Il treno c'è, ma si blocca il bus navetta: non c'è pace per le albe dei pendolari
Il treno è puntuale, ma stavolta a tradire i pendolari è il bus navetta che doveva portarli al lavoro. E così la sfortuna non dà tregua ai lavoratori della tratta Casalmaggiore-Colorno.
MEZZANI/CASALMAGGIORE – Una sfortuna dietro l’altra. Ammesso che sia sempre e solo colpa della sorte. Certo è che per i pendolari lavoratori che tutti i giorni già devono sorbirsi la trafila infinita di ritardi dei treni, quando non di cancellazioni o soppressioni, questa tessera di jella davvero mancava al puzzle. I lavoratori di una delle aziende di Sacca di Colorno, subito dopo il ponte chiuso sul Po, martedì mattina sono rimasti a piedi. “Sai che novità”, diranno i più attenti e quelli con buona memoria.

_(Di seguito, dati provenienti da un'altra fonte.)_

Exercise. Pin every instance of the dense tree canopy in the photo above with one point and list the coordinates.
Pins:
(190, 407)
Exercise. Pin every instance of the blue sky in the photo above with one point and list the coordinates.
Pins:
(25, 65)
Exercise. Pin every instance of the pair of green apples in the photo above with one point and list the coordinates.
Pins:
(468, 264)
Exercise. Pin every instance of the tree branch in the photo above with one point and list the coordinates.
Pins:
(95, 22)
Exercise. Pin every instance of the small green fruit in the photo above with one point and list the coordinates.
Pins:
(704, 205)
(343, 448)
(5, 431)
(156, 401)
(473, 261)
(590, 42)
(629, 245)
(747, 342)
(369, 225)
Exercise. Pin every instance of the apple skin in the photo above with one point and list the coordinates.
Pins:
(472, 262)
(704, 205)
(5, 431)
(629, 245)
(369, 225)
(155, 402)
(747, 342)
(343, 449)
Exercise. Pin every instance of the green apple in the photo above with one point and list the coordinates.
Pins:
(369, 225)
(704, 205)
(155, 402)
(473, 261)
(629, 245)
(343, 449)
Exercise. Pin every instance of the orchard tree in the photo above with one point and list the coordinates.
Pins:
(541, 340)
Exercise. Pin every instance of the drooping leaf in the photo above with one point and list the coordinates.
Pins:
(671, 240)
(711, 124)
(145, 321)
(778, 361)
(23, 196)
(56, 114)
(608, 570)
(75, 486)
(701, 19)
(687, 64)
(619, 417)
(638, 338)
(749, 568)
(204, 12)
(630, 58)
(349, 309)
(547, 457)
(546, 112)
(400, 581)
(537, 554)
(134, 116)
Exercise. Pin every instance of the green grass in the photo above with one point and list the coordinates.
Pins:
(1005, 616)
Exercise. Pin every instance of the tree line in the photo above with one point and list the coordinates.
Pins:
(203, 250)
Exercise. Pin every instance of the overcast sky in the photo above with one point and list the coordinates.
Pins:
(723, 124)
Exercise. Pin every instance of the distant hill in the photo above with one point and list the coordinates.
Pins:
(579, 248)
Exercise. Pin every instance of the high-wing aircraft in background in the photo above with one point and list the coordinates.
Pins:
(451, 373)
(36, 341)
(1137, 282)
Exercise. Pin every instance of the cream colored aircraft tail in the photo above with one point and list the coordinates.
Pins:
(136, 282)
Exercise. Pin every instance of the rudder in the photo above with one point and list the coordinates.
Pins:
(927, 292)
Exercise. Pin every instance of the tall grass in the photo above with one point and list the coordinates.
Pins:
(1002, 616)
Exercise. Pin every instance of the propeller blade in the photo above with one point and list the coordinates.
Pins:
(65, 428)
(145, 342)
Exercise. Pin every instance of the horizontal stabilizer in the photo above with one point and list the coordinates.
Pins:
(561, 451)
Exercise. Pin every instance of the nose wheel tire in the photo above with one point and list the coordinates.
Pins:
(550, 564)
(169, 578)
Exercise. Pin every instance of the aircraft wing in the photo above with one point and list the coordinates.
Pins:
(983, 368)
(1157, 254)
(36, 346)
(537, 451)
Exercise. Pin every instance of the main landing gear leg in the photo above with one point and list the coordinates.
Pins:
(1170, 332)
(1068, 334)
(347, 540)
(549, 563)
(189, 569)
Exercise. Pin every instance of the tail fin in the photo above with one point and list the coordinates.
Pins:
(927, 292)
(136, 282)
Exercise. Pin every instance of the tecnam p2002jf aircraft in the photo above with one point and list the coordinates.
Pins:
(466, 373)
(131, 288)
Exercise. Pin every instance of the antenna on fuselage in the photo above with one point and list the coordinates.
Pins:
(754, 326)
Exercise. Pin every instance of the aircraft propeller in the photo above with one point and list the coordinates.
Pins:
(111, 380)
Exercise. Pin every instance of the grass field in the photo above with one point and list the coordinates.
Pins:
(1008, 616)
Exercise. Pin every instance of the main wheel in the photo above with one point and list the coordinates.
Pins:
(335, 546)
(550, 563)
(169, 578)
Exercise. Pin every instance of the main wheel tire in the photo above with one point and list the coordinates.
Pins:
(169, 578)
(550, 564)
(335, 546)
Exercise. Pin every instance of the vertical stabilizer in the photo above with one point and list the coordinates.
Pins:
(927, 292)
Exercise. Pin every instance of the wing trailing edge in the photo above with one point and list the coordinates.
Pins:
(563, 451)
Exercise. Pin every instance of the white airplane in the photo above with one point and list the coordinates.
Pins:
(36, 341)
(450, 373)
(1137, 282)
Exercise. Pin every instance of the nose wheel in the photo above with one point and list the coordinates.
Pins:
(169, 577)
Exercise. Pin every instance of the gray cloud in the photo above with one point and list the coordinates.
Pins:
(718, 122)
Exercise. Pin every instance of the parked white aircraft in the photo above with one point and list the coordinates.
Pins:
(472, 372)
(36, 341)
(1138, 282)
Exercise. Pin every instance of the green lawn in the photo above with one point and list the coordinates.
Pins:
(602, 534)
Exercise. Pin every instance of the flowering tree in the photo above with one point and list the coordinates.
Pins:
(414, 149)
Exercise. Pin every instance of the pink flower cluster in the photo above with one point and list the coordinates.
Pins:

E invece di novità si tratta per davvero: i pendolari, infatti, questa volta, alla stazione ferroviaria di Mezzani, la prima dopo Casalmaggiore, distante 4 minuti di treno, sono arrivati e tutto sommato pure con puntualità. Se non che, giunti sul posto – dove ad attenderli, organizzato da qualche settimana dalla ditta, vi è solitamente un bus navetta attivato proprio per i lavoratori – ecco l’amara sorpresa. Diversa dal solito, ma pur sempre una scocciatura.
Il bus navetta infatti non parte: l’autista, intravisto in lontananza, prova a mettere in moto quattro-cinque-sei volte ma nulla da fare. Batteria a terra e così serve tempo per la sostituzione. Per questo, per l’intera mattina, la navetta non viene effettuata e ai pendolari – sei dal Casalasco nel turno delle 5.40 ma altri vanno messi nel conto, ossia quelli che prendono il treno delle 7.15 – dispersi tra golena e oscurità non resta che muoversi a piedi. Con un problema legato all’orario perché il passo, per quanto svelto, non potrà mai essere quello di un mezzo a motore e così l’arrivo in ditta è ritardato di una mezzora circa rispetto all’inizio del turno con conseguente richiesta di permesso forzato, purtroppo non la prima. E qualcuno la prende in battuta: “Il treno era in orario, e da lì abbiamo capito che qualcosa non quadrava” scherza uno dei lavoratori. Quando si dice ridere per non piangere.